Pretty quickly, we students were told to go get us a horse, any horse we wanted to work with, and halter them and lead them out into the arena. After the last session, I wanted to work with any horse on the property other than “Snowman,” the homely little pony from last week. I started down the barn aisle to get one, and found myself (not surprisingly) opening the door to Snowman’s stall.
I have been through this kind of learning experience too many times to fool myself into avoidance. It never works.
This time, I didn’t rush the initial contact. It was easier to read the horse without those six extra pairs of eyes watching me. This time, I could see that while Snowman can indeed be a mean little pony, he’s mean because he’s utterly terrified.

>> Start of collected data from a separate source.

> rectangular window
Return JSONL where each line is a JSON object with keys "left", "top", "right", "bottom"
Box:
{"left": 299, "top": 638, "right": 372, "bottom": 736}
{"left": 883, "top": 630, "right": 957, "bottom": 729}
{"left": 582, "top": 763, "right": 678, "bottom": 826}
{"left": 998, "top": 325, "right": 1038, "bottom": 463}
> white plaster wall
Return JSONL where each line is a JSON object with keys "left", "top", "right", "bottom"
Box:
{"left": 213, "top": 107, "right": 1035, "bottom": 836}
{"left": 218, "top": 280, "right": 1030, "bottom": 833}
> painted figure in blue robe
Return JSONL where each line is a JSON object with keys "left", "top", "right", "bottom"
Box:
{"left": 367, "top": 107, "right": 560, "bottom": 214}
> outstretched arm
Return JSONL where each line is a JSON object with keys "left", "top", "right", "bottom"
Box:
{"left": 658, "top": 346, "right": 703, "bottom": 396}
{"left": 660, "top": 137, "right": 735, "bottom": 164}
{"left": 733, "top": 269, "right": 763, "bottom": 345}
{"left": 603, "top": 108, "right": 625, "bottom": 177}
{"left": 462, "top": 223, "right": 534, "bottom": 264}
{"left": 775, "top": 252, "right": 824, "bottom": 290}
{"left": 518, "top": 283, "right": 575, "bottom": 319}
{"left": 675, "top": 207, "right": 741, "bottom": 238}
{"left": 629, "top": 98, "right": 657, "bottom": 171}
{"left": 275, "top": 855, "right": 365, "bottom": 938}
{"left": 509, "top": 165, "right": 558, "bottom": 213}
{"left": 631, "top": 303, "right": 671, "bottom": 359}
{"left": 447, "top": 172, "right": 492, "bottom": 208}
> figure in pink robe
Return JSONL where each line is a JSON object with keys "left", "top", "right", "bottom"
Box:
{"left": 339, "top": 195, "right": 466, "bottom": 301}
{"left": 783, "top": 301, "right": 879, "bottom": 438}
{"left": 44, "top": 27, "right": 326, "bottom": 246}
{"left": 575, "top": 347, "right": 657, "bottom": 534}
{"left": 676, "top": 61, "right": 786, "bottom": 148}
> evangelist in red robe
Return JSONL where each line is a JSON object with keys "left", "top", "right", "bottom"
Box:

That crazed, white-eyed look of his is NOT his natural state—not at all. It’s just that he cannot relax if there’s anyone—human or equine—in his immediate vicinity.
No nervousness on my part this time—that made our interaction easier. A couple of times during the haltering process (which probably took ten or fifteen minutes), he dropped his head and gave a big sigh, which didn’t happen last week, for sure! It went well, and this time I did make it all the way to flexing him—Da Boss was standing outside the stall for that part, and helped me get it pretty much correct.
Little Snowman is a stinker. He challenged me by changing sides without my asking, by insisting on walking behind me when I was leading him, by trying to run away when I asked him to move up next to me (where I could see him and he couldn’t bite), by insisting on trying to back out of the round pen without permission. These were his choices, for the most part. I hadn’t made too many mistakes yet.
But then the exercise of the night was introduced: using a training stick to ask the horse to yield his hindquarters and then back up, while we maintain a safe, four-foot distance from him. It’s a basic and very important safety move that a handler needs to be able to obtain from ANY horse. “Move your hind end away from me, and back up out of my space. Thank you very much.”
Hmmm…. I never use a stick any more with my own horses, and never got good at it back when I did use one.
Our first efforts resulted in a little white horse racing madly around me, trying to get away from me and my stick. Huh? That’s not what I had envisioned. Poor little tyke! When I would get him stopped and backing up, he was literally shivering with fright. I was horrified!
So eventually, I yelled for help, and Jay came over to explain what I was doing wrong (or at least the biggest things I was doing wrong!). He demonstrated, and although Snowman did run around, he wasn’t as frantic. After the backup, he came up to Jay with his head lowered, his eyes soft (!!), and practically glued his little head to Jay’s arm. That’s when I realized how desperate this little guy is to find someone he can trust. He just needs a leader to keep him safe, so that he can let his guard down.
So I tried it again, this time holding the stick correctly and asking in a fair and consistent way throughout the entire exercise. This time, Snowman ran less hard and backed up more willingly. It wasn’t perfect, but it was better, and the pony wasn’t shaking when we finished.
Keep my energy down, be fair and consistent, and give the horse time to respond before escalating my aids. These are so simple! And yet the effect on the horse is dramatic. They’re all things I know in my head and thought I was doing, but it was obvious that I was not doing them properly. I learned a lot!
I’m discovering there’s a serious downside to working only with my own little herd. I know my own horses way too well, and they are well trained. That’s great, but it also means that I can get sloppy without realizing it, because the horses behave so well even with sloppiness. That’s a credit to our bond, but it doesn’t help me with other horses who do NOT know what this is all about.
But I am proud of myself for one thing: Despite what I would have considered a dismal failure a few years ago—maybe even a week ago!—last night I was pretty happy with the evening because I learned not only new techniques but also was able to see more of what I need to work on. I could get genuinely excited about asking Jay, “Teach me a better way!” and not feel bad that I had to ask.
Maybe that doesn’t sound like much to some of my readers, but it’s HUGE for me: All my life it has seemed, to some part of my psyche, that I MUST BE PERFECT or something terrible will happen. That sense is fading quickly. What a blessing!
Yeah, I still have a big ego, but my ego and I are starting to part company a little more once in a while—just enough, and long enough, for me to step back and gain perspective on the situation I’m facing. That’s when real personal, spiritual growth can begin anew.